In 1912, he established the Oʻahu Baseball League, O‘ahu Service Athletic League and the Catholic Youth Organization. In 1917, he leased land and built Moʻiliʻili Field on King Street; the baseball teams, as well as the football league played there.
In 1925, Beaven purchased 14-fee simple acres at the ‘ewa/makai corner of King and Isenberg streets and built the Honolulu Stadium (across from Moʻiliʻili Field.). From 1925 to 1939, he was general manager of the stadium. (HawaiiSportsHallOfFame)
Honolulu Stadium was maintained by Honolulu Stadium Ltd, a company Beaven formed on September 9, 1926. It was built, owned and operated by private interests. Five years later the UH bought it from them.
Beginning in 1936, many shareholders donated their stock to the university of Hawaii to build the Scholarship Loan Fund. The University of Hawaii also purchased stock, with Board of Regents authorization. (DLNR)
The Honolulu Stadium opened on November 11, 1926. It served as one of the major recreational outlets for Honolulu; events held at the stadium included a wide spectrum of activities: football, baseball, stock car racing, boxing, reIigious ceremonies, carnivals and concerts. (DLNR)
Hawaiʻi’s first night game was held at the Honolulu Stadium in 1930; the UH Rainbows defeated Hackmen of Neal Blaisdell’s Honolulu Athletic Club (28-0.) (Cisco)
The stadium hosted Babe Ruth, Joe DiMaggio (who hit a home run out of the park in 1944) and Jesse Owens. Irving Berlin performed in 1945, Elvis Presley performed in 1957, while Billy Graham preached in 1958.
It was the home of the Rainbows of University of Hawaiʻi (1926-1975,) the Hawaiians of the World Football League (1974) and the Hawaiʻi Islanders of the Pacific Coast League (1961 to 1975.)
April 20, 1961, Honolulu Stadium hosted the first game of the new home-team Hawaiʻi Islanders, a minor-league pro baseball franchise of the Pacific Coast League. (The Islanders beat the Vancouver Mounties 4-3.)
On the morning after the UH Rainbows defeated the Willamette Bearcats, 20-6, in the Shrine Game in front of a sold-out Honolulu Stadium crowd, Japan attacked Pearl Harbor (1941.) Football was on hold through the 1945 season.
In the late 1950s and early 1960s, before Hawaii Raceway Park came into existence, they raced stock cars in Honolulu Stadium.
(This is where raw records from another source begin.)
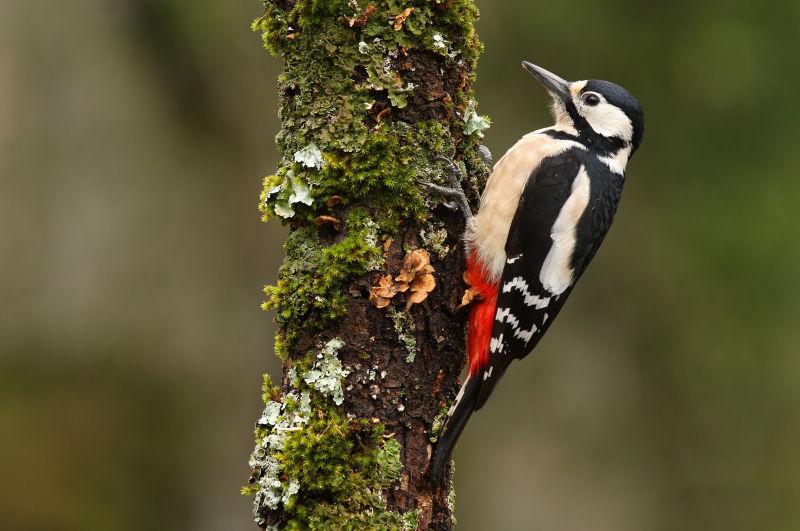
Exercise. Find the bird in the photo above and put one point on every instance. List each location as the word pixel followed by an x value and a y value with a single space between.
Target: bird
pixel 545 210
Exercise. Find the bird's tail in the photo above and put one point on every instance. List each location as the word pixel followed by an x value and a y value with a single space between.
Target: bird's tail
pixel 457 418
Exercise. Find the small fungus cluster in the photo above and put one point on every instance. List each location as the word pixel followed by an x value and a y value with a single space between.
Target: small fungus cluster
pixel 416 277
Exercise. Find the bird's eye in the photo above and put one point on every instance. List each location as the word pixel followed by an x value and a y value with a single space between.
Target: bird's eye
pixel 591 99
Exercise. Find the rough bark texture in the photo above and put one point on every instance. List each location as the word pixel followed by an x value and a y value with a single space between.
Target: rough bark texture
pixel 372 92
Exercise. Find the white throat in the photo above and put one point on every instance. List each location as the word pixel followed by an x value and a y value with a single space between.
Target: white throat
pixel 616 162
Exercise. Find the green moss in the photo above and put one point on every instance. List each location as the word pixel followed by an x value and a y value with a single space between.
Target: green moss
pixel 313 274
pixel 269 392
pixel 321 468
pixel 344 159
pixel 406 332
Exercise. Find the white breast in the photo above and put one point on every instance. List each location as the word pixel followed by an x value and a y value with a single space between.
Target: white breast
pixel 556 274
pixel 499 201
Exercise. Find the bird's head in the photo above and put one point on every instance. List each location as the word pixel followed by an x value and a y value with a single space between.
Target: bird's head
pixel 593 108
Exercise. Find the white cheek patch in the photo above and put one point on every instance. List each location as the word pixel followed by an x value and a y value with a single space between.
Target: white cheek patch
pixel 608 120
pixel 556 272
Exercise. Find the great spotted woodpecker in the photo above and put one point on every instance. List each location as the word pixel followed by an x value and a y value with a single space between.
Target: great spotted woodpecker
pixel 544 212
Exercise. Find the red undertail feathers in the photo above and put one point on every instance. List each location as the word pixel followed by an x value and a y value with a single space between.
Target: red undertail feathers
pixel 481 317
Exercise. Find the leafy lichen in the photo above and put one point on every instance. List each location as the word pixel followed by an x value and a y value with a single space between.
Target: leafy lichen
pixel 354 146
pixel 327 373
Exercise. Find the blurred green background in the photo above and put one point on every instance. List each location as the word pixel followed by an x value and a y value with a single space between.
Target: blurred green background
pixel 133 137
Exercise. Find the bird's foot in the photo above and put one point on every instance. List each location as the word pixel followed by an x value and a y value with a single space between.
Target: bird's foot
pixel 485 154
pixel 454 191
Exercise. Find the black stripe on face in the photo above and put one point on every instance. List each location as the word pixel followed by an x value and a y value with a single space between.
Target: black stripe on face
pixel 602 145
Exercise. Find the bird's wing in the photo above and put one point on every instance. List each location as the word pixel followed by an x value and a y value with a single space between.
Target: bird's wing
pixel 525 307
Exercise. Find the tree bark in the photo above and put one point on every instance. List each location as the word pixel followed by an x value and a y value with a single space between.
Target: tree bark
pixel 368 299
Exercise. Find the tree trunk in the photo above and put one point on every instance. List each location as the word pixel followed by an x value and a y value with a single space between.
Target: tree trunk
pixel 368 299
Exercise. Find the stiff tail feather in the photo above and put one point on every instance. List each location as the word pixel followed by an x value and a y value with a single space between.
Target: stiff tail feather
pixel 457 418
It was a multipurpose stadium, used for baseball, football and track and field events. The dirt race track ran around the outside of the football field. (Fulton)
The stadium was also the venue for the Poi Bowl (1936-1939,) Pineapple Bowl (1940-1952) and Hula Bowl (1947-1974.)
In 1969, the Hula Bowl’s first sellout crowd watched USC’s Heisman Trophy winning tailback OJ Simpson set a Hula Bowl record with an 88-yard kickoff return for a touchdown. (I was downstairs getting a hot dog at the concession and heard the crowd go wild.)
The stadium sat about 24,000-people; it had only about 80-parking stalls. You parked where you could and walked as far as you needed in order to get to whatever was happening there at the time.
It was made of wood … “It creaked, actually creaked, like it was alive; (it was) kinda spooky,” says Larry Price (star-bulletin)
Its wood construction led to its later moniker; “A somewhat famous example of a termite problem gone out of control is the old Honolulu Stadium, known affectionately as the ‘Termite Palace.’ The stadium was found to be severely termite-damaged”. (hawaii-edu)
In January of 1971, the Stadium Board announced the decision to close the stadium after the 1973 Hula Bowl game.
On April 11, 1974, the legislature passed a supplement budget authorization for the state to purchase the stadium for public recreational use; that year, the stadium property was sold to the State. (DLNR)
The Honolulu Stadium was demolished in 1976, after Aloha Stadium was completed in Halāwa; the former site of the Termite Palace is now a public park.